Del Mar residents warming to cityhood celebration

DEL MAR — Observance in July of the city as a self-governed community is drawing increased interest. One question being asked is whether it has always been known as Del Mar.
It has been since Theodore Loop came on the scene. Previous to that, it was part of the township of Weed. In the 1850s, Loop owned considerable acreage in Carmel Valley. He envisioned the shoreline at the foot of 10th Street of becoming a resort area for the “rich folks” from the Los Angeles and Beverly Hills areas.
He laid out the township with the cooperation of Jacob Taylor, a surveyor of sorts from New Mexico. Taylor was also an aggressive promoter and developer and concurred with Loop’s resort ideas.
In 1886, Taylor built Casa del Mar with shoreline amenities including a bathing pool, 40 feet by 198 feet, called a natatorium. Remnants of it are still visible at low tide. It was described as a pool that was safe from the dangerous stingray and great for children.
Taylor made 10th Street 100 feet wide and there was a boardwalk to a gazebo where visitors could rest after making the climb up from the natatorium.

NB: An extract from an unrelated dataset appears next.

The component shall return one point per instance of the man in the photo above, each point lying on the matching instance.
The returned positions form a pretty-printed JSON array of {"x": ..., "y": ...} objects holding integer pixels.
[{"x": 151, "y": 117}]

On the south side of 10th Street below Railroad Avenue (now Stratford Court) there was a barn on the Theodore Reed property where there was a Wells Fargo stage coach in mint condition on which the neighborhood kids used to play. Likely it dated back to days Loop worked as a coach driver for that company.
Taylor convinced Santa Fe Railroad to locate its tracks on Railroad Avenue. He lived on 10th Street where the porch to his home became the train station and Western Union facility. Later the residence was owned by the Albino Bertoncini family and the telegraph equipment was left in place.
Across the street, Julie and Brad Allison have undertaken extensive remodeling to a residence known as the Edelweiss. At least twice abandoned for long periods, little history is known of it except that it was a general store and post office in its early years.
After Casa del Mar burned down in 1890, visitors continued to frequent the village and many built second homes, particularly along the shore.
Del Mar incorporated as a city on July 15, l959.